You guys really are getting the hang of it.Obviously quite a few already know a great deal.
As for me,and my habits,I dial in a wide variety of program material,over quite a few listening sessions.When I am satisfied I go back to the most troubling discs,to re-hear them (some discs just plain suck,and you have to be able to realize when to give up and move on).
I do not overly concern myself with the fact (correctly stated)that the fluid must settle over time.If I did wait, the results from tweaking would not be remembered easily,and the difference is not really all that great.A wait of only 5 minutes will tell you all you need to know!
Other than that, Doug is on the money!!The only thing I want to stress is that you don't have to feel as though you have to continuously play around with this thing.You definitely will,and must,in the beginning,but that is to get the feel for the differences the three parameters each contribute.Once you are in the "Close to Being Right" zone,you may only need to dial in one parameter.
Technically, the VTA can be changed for each record,but,to me that is rediculous (unless you have an arm,like the mega-buck Air Tangent,with electronic/remote VTA adjustment).Boy would I love that!!
I would have to assume that it would simply be a matter of common sense, when we change to a different cartridge.I would certainly have to re-dial new parameters,but,at this point you already have a real feel for what you want.
As for the effect of the VTA/Damping/Downforce being adjusted in conjunction with one another.They definitely affect one another.To play around(within safety parameters)a bit here will only make you a better set-up person for this arm.Obviously, once you learn how each of the three variable parameters effect the music on hand(there better be plenty of different musical stuff here)you don't have to get too "NUTS" with dialing in all three, everytime you want to illicit a amall change. One thing,for sure,is that a difference of 1/100 of a gram in downforce can make a huge difference in sound.
In summary, I just want to state that my approach is not something written in stone!! I don't like to overdampen,by adding too much fluid.In some set-ups a bit more fluid than I like may be better.What I try to do is go a bit under(just a little) the smoothest resulting fluid level.This to me,as I've mentioned,gives the most open and dynamic sound,but you really have to be careful not to bring out the potential "BRIGHTNESS" that can be a result,if you aren't careful.To counteract any overly bright sound or hardening,from going(just a "smidgen")light on fluid,and as long as you are not at the top of the manufacturers recommendation for downforce, you should(at least I do)add a very small amount of additional downforce.This seems to stabilize the tracking and keeps resonance at a minimum.
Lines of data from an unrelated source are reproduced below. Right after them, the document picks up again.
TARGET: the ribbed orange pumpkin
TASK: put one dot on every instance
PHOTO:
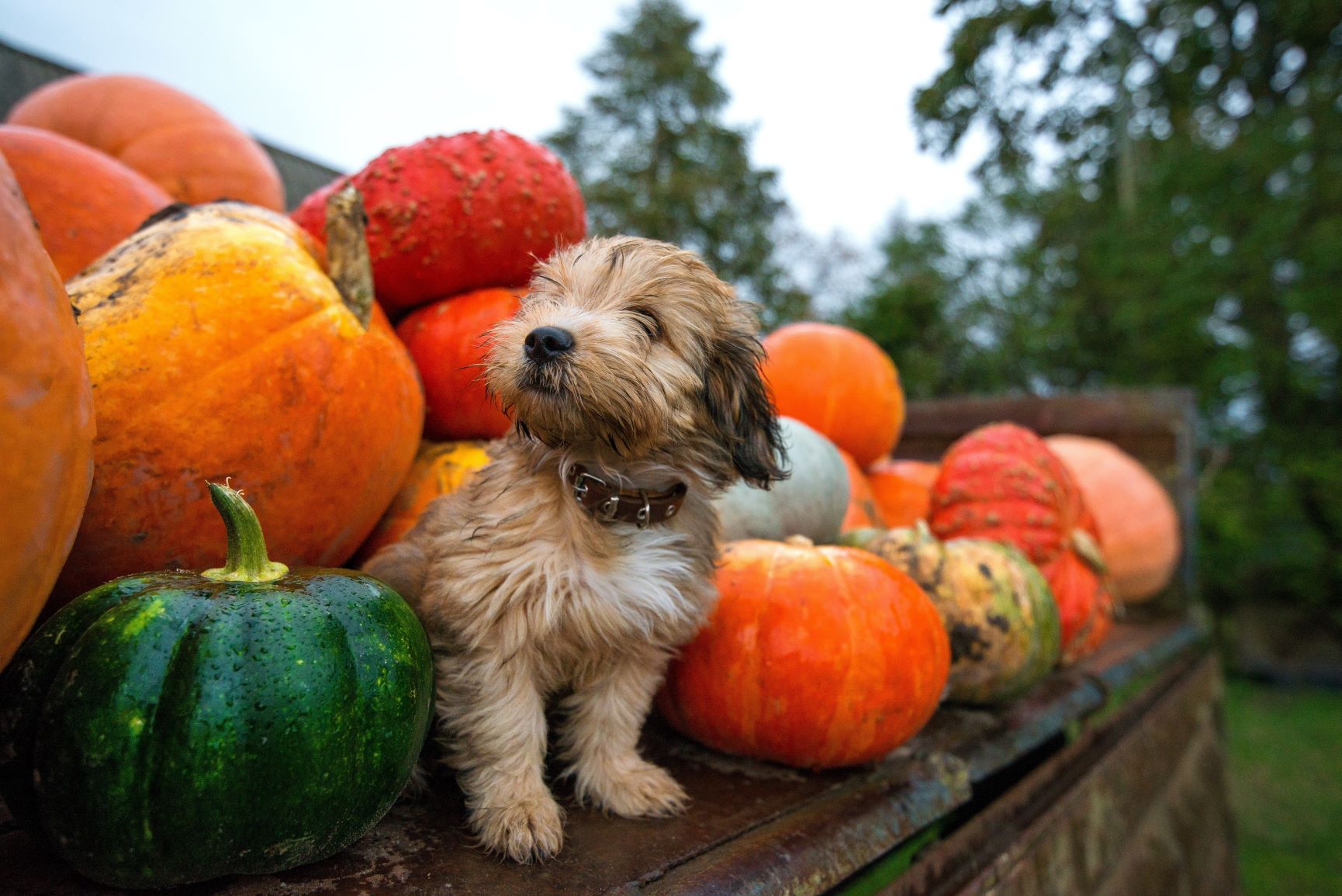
(902, 490)
(815, 656)
(1138, 526)
(219, 348)
(840, 384)
(447, 342)
(863, 511)
(85, 202)
(441, 469)
(172, 138)
(1003, 483)
(46, 421)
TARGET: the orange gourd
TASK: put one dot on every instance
(1138, 526)
(85, 202)
(1004, 485)
(172, 138)
(447, 342)
(839, 382)
(902, 490)
(863, 511)
(46, 420)
(220, 348)
(439, 470)
(814, 656)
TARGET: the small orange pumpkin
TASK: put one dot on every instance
(1138, 526)
(46, 421)
(441, 469)
(85, 202)
(814, 656)
(839, 382)
(172, 138)
(220, 348)
(902, 490)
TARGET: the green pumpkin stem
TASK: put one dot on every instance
(247, 559)
(347, 251)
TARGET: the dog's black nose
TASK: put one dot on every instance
(546, 344)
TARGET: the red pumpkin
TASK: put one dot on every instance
(1138, 526)
(46, 421)
(447, 342)
(85, 202)
(172, 138)
(840, 384)
(454, 213)
(863, 511)
(814, 656)
(1003, 483)
(902, 490)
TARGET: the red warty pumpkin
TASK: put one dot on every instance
(172, 138)
(85, 202)
(1138, 526)
(46, 421)
(902, 490)
(1003, 483)
(447, 344)
(815, 656)
(840, 384)
(454, 213)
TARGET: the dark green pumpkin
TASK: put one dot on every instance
(172, 728)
If this does not work for me,than I need to add just a TINY bit more fluid,and decrease the downforce to my original point,to hear for that setting.Always you can,also,at any point,ply around with the VTA as an alternative to any of the above,BUT,you WILL KNOW THAT ALREADY,if you don't accept "good enough is fine" performance.I don't.
I promise you this is my last thought here.When I speak to the downforce amounts I adjust to,I'm talking about no more than 1/100 of a gram at a time.Sometimes I move the adjustment so little,that there is no reading on my stylus force guage,but I hear it,and,NO I do not check my stylus force guage for every adjustment.You won't have to either,once you get the feel of all this.At the end (yes there is an end)I check my guage to make sure I'm tracking at a safe setting.I'm now at a point where I'm done tweaking my system,thank goodness.So what is my reward? I just had my table updated,just to come back to me with a faulty motor.Now, an additional month,at least.This hobby really "SUCKS" sometimes!!!